Character Beyond Speech: Leveraging Role-Playing Evaluation in Audio Large Language Models via Reinforcement Learning

超越言语的性格：通过强化学习在音频大型语言模型中利用角色扮演评估

Authors: Dongjie Fu, Fangming Feng, Xize Cheng, Linjun Li, Zhou Zhao, Tao Jin
Subjects: Subjects: Machine Learning (cs.LG)
Arxiv link: https://arxiv.org/abs/2604.13804
Pdf link: https://arxiv.org/pdf/2604.13804
Abstract The rapid evolution of multimodal large models has revolutionized the simulation of diverse characters in speech dialogue systems, enabling a novel interactive paradigm. Character attributes are manifested not only in textual responses but also through vocal features, as speech conveys rich paralinguistic information that is challenging to quantify. This poses significant difficulties in evaluating the character alignment of role-playing agents. To address these challenges, we present RoleJudge, an evaluation framework that leverages audio large language models to systematically assess the alignment between speech and character across multiple modalities and dimensions. Furthermore, we introduce RoleChat, the first voice role-playing evaluation dataset enriched with chain-of-thought reasoning annotations, comprising a diverse set of authentic and LLM-generated speech samples. Utilizing this dataset, we implement a multi-stage training paradigm and incorporate Standard Alignment in reinforcement learning to mitigate reward misalignment during optimization. Experimental results in terms of accuracy and subjective assessment demonstrate that RoleJudge outperforms various baseline models, validating the effectiveness of our multidimensional evaluation framework.
中文摘要 多模态大型模型的快速演进彻底改变了语音对话系统中多样角色的模拟，开启了一种新的交互范式。性格特征不仅体现在文本回应中，也通过语音特征体现，因为语音传递的丰富副语言信息难以量化。这在评估角色扮演代理的角色阵营时带来了重大困难。为应对这些挑战，我们推出了RoleJudge，这是一个评估框架，利用音频大型语言模型系统性评估语音与性格在多种模态和维度上的对齐情况。此外，我们还介绍了RoleChat，这是首个充满思维链推理注释的语音角色扮演评估数据集，包含多样的真实性和大型语言模型生成的语音样本。利用该数据集，我们实现了多阶段训练范式，并在强化学习中融入标准对齐，以减轻优化过程中的奖励错位。实验结果显示，准确性和主观评估方面，RoleJudge优于多种基线模型，验证了我们多维评估框架的有效性。
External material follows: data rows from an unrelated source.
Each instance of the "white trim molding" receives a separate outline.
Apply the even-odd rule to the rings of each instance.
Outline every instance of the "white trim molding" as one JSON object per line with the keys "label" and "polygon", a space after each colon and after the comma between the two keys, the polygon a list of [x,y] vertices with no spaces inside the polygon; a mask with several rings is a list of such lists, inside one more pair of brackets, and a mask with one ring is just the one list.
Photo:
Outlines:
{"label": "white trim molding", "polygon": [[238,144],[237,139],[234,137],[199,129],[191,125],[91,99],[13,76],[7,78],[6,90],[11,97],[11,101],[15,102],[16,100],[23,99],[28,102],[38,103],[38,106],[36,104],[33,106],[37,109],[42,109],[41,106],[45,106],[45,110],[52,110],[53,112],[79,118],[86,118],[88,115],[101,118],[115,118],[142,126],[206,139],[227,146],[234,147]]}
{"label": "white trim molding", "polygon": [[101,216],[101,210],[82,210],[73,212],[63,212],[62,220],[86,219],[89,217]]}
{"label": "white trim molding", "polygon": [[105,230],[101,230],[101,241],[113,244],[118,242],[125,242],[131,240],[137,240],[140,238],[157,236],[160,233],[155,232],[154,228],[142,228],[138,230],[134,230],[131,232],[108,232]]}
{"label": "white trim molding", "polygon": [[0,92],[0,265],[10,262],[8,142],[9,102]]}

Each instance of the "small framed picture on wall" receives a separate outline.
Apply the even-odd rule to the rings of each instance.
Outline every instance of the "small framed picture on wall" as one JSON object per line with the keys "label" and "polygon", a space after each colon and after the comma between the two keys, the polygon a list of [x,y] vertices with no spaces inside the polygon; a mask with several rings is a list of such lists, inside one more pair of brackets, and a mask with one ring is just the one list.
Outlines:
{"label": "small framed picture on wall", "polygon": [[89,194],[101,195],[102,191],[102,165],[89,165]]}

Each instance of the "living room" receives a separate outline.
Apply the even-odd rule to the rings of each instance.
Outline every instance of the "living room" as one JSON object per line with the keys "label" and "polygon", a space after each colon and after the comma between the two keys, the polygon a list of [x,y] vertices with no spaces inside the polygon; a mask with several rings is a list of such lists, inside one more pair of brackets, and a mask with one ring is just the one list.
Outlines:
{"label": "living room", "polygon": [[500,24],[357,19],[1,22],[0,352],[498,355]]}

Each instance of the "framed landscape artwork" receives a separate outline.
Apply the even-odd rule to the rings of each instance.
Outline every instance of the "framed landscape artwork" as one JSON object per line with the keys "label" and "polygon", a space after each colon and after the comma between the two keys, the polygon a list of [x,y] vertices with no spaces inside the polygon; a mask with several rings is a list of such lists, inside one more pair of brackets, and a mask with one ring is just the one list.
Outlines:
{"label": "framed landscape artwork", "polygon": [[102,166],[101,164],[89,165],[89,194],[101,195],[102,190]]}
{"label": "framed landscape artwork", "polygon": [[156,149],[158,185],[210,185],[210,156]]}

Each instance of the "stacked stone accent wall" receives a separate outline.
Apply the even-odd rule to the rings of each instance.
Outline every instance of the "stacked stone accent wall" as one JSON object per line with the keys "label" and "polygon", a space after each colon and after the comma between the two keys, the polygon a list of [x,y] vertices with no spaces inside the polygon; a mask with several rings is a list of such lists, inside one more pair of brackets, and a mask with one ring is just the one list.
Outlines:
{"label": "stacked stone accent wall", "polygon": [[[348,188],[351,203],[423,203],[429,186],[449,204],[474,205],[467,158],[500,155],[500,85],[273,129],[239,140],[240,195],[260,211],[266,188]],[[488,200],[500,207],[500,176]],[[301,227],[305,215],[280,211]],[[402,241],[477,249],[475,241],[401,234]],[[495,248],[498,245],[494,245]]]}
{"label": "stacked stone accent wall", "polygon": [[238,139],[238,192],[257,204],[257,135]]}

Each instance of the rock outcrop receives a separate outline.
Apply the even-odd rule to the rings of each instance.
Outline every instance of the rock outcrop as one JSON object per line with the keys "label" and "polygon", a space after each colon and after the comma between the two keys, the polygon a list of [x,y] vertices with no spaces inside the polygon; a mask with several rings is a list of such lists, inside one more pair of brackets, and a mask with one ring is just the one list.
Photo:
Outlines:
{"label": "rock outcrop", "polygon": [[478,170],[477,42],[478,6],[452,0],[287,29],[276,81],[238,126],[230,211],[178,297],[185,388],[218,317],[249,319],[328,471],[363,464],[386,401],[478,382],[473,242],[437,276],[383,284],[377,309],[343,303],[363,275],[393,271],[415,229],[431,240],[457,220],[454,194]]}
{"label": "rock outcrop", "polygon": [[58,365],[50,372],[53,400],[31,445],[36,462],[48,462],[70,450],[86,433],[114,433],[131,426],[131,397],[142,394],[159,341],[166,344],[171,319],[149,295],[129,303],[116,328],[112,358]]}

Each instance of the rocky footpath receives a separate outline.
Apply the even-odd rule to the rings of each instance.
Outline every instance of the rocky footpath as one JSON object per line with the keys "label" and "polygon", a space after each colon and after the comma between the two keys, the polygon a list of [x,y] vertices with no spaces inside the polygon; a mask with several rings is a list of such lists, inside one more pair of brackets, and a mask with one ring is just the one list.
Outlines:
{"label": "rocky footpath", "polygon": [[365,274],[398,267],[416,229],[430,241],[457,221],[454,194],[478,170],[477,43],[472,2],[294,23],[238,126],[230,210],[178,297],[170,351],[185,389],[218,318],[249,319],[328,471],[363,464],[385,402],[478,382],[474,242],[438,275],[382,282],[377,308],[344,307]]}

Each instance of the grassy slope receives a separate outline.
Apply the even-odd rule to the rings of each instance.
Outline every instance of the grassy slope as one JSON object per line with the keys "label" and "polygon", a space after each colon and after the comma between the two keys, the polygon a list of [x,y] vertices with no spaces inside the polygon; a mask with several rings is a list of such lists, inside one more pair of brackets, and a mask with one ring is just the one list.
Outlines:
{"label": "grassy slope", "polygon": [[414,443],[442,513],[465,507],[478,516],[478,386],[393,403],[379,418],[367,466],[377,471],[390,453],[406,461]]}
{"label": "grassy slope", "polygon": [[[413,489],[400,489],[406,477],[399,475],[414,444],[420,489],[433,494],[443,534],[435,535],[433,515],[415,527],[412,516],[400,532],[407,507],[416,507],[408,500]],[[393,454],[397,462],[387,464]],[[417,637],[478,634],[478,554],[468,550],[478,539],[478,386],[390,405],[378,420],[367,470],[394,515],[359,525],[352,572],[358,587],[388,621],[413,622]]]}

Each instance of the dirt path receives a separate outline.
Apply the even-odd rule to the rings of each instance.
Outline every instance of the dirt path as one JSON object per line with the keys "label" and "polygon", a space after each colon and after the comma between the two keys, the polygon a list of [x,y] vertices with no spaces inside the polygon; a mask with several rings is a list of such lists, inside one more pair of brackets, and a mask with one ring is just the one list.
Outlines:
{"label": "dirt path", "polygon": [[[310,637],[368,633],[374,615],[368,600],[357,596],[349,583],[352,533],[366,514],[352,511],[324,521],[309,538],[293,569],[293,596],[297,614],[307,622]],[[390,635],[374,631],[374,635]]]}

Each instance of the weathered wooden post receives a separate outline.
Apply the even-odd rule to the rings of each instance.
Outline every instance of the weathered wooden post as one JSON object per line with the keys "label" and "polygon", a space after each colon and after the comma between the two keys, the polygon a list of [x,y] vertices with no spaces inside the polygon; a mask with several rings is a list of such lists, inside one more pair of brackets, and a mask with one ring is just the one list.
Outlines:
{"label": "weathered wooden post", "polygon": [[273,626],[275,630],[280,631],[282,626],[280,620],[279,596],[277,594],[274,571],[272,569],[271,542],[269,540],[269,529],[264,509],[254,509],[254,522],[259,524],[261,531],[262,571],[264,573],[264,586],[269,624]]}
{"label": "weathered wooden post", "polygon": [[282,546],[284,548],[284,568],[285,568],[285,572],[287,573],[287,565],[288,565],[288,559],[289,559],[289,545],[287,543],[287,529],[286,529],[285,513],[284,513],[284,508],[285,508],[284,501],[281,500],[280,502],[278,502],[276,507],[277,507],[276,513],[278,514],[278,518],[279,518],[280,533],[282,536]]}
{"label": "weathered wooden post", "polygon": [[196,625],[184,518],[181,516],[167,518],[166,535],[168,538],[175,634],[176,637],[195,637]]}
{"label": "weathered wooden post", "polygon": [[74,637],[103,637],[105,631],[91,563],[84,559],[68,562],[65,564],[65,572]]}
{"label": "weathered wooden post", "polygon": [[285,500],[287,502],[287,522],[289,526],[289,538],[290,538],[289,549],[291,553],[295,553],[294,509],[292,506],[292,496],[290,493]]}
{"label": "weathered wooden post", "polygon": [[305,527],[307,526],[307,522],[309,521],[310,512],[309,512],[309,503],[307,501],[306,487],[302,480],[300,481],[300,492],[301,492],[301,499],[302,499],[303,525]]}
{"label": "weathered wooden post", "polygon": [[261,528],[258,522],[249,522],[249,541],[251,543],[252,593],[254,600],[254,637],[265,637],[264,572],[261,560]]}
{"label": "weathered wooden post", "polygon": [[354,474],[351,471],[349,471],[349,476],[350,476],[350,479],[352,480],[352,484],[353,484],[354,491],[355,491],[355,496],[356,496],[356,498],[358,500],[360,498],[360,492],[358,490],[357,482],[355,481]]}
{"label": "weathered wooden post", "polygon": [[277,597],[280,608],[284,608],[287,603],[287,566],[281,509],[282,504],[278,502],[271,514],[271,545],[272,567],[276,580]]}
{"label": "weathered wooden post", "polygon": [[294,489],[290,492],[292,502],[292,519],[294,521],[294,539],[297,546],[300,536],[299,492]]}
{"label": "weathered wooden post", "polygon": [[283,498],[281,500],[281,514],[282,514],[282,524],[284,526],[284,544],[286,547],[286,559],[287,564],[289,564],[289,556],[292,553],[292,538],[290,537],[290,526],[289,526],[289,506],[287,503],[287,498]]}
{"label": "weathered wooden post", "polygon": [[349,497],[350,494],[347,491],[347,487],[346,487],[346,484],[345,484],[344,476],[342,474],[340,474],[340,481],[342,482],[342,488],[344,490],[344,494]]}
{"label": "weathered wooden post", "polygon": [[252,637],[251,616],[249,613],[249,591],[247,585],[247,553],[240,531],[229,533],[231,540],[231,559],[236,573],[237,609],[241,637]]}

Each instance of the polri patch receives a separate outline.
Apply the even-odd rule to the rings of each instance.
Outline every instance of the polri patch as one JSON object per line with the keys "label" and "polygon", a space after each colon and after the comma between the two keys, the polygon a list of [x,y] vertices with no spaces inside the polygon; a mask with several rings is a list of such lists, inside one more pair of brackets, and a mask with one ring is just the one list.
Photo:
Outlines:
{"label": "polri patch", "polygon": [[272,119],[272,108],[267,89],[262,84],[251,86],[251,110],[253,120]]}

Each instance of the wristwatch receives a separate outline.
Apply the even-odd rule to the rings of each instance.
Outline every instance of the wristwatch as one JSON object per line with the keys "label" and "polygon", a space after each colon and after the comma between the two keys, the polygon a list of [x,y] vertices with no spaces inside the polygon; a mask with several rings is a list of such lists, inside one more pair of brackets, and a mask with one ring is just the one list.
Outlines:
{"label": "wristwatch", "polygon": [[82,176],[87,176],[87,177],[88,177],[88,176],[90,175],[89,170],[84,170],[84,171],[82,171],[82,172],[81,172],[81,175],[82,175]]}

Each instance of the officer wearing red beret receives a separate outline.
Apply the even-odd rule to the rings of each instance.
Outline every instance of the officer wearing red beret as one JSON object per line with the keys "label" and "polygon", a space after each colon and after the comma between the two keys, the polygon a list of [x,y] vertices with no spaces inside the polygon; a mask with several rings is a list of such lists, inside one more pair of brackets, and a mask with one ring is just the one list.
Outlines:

AlphaCNOT: Learning CNOT Minimization with Model-Based Planning

AlphaCNOT：基于模型的规划学习 CNOT 最小化

Authors: Jacopo Cossio, Daniele Lizzio Bosco, Riccardo Romanello, Giuseppe Serra, Carla Piazza
Subjects: Subjects: Artificial Intelligence (cs.AI); Quantum Physics (quant-ph)
Arxiv link: https://arxiv.org/abs/2604.13812
Pdf link: https://arxiv.org/pdf/2604.13812
Abstract Quantum circuit optimization is a central task in Quantum Computing, as current Noisy Intermediate Scale Quantum devices suffer from error propagation that often scales with the number of operations. Among quantum operations, the CNOT gate is of fundamental importance, being the only 2-qubit gate in the universal Clifford+T set. The problem of CNOT gates minimization has been addressed by heuristic algorithms such as the well-known Patel-Markov-Hayes (PMH) for linear reversible synthesis (i.e., CNOT minimization with no topological constraints), and more recently by Reinforcement Learning (RL) based strategies in the more complex case of topology-aware synthesis, where each CNOT can act on a subset of all qubits pairs. In this work we introduce AlphaCNOT, a RL framework based on Monte Carlo Tree Search (MCTS) that address effectively the CNOT minimization problem by modeling it as a planning problem. In contrast to other RL- based solution, our method is model-based, i.e. it can leverage lookahead search to evaluate future trajectories, thus finding more efficient sequences of CNOTs. Our method achieves a reduction of up to 32% in CNOT gate count compared to PMH baseline on linear reversible synthesis, while in the constraint version we report a consistent gate count reduction on a variety of topologies with up to 8 qubits, with respect to state-of-the-art RL-based solutions. Our results suggest the combination of RL with search-based strategies can be applied to different circuit optimization tasks, such as Clifford minimization, thus fostering the transition toward the "quantum utility" era.
中文摘要 量子电路优化是量子计算的核心任务，因为当前的噪声中级量子器件存在误差传播，且误差传播常随操作次数增加而扩展。在量子运算中，CNOT门具有根本性的重要性，因为它是通用Clifford+T集中唯一的2量子比特门。CNOT门最小化问题已被启发式算法解决，如著名的Patel-Markov-Hayes（PMH）线性可逆合成（即无拓扑约束的CNT最小化），以及更近的基于强化学习（RL）策略，适用于更复杂的拓扑感知综合，每个CTT可以作用于所有量子比特对中的一个子集。在本研究中，我们介绍了AlphaCNOT，这是一种基于蒙特卡洛树搜索（MCTS）的强化学习框架，通过将CNT最小化问题建模为规划问题，有效解决了该问题。与其他基于强化学习的解决方案不同，我们的方法是基于模型的，即可以利用前瞻搜索来评估未来轨迹，从而找到更高效的CNOT序列。我们的方法在线性可逆合成中，与PMH基线相比，CNOT门数减少了最多32%，而在约束版本中，我们报告了在多种拓扑结构上，最多8个量子比特，相较于最先进的强化学习解决方案，门数减少一致。我们的结果表明，强化学习与基于搜索的策略结合可用于不同的电路优化任务，如克利福德最小化，从而推动向“量子效用”时代的过渡。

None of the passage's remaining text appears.